Title

Investigating the Scale of Diet Selection for Sage-grouse: The Effects of Patch and Bite Sizes on Foraging

Document Type

Student Presentation

Presentation Date

April 2016

Faculty Sponsor

Jennifer Forbey

Abstract

Foraging herbivores must meet nutritional requirements not only by finding enough plant biomass to consume, but also finding plants with high protein and low concentrations of potentially toxic plant secondary metabolites (PSMs). Greater Sage-grouse (Centrocercus urophasianus) are sagebrush obligate herbivores that consume relatively high concentrations of PSMs.
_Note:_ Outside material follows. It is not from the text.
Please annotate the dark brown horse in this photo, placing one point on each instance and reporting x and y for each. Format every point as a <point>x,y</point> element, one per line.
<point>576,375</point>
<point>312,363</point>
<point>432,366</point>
In Idaho, sage-grouse selected a species of sagebrush that had lower concentrations of monoterpenes over a more abundant species with higher concentration of monoterpenes. Diet selection by sage-grouse may be driven by chemical and nutritional traits at several scales, including at the individual plant (morphotype) and leaf level. Our research aims to understand how diet selection is influenced by the chemical and nutritional quality of plant morphotypes within a foraging patch and whether sage-grouse select specific morphotypes of sagebrush to maximize nutrition consumed per bite or minimize toxin consumed per bite. For each sagebrush morphotype we determined the density and volume. We then measured leaf biomass and monoterpene concentration. Our results showed that browsing is not proportional to biomass availability or nutritional quality, but that sage-grouse selected sagebrush morphotypes to minimize PSM intake. This research is important to understand how sage-grouse select and use habitats at different spatial scales.